In spring, the consortium delivered wheat seed to 70,000 farmers in 11 provinces. Now multiplied, this and extra imported seed is being redistributed in time for the larger autumn planting. The project's other priority is the rehabilitation of 22 agricultural stations that have been destroyed over the past 25 years.

Wassimi says that it is essential that traditional and imported varieties of seed are tested so that the most suitable ones can be planted in different regions.

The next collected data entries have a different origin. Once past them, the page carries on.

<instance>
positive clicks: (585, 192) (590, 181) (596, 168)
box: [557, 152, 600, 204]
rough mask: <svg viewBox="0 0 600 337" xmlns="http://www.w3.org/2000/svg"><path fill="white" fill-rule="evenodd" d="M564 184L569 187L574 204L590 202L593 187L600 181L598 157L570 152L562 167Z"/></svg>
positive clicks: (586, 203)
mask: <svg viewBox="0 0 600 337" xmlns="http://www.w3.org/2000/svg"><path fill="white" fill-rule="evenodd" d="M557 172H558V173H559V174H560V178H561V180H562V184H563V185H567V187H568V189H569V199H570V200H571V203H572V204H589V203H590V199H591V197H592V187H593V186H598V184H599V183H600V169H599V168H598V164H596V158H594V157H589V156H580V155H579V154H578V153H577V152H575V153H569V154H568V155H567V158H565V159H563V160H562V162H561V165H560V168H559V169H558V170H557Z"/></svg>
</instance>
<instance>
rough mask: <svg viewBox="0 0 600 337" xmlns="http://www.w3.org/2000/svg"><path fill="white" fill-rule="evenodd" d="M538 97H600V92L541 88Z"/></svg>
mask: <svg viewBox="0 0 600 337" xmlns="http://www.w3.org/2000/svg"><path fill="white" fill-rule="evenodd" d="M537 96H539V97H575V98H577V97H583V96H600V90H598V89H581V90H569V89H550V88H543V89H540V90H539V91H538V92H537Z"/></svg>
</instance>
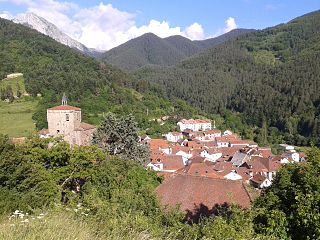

Afghanistan's traditional crop varieties are highly diverse, partly because of the many microclimates of its mountain ranges.

After the national seed bank was destroyed in 1992, Wassimi spent two years collecting seed from around the country, and hid it in basements in Jalalabad and Ghazni. But looters destroyed the collection last year, stealing the seeds' plastic containers. At the Darul Aman agricultural station, looters also stole water pumps, and vandals dumped stones into wells, which had to be redug.

Wassimi says he can understand the looting, but not the vandalism. "Whatever destruction you see in Afghanistan, a quarter can be attributed to bombing and shelling, but the rest is vandalism," he observes gloomily. "Some days I feel depressed, but I read a book on positive thinking. That, and wanting to help the farmers, keeps me going."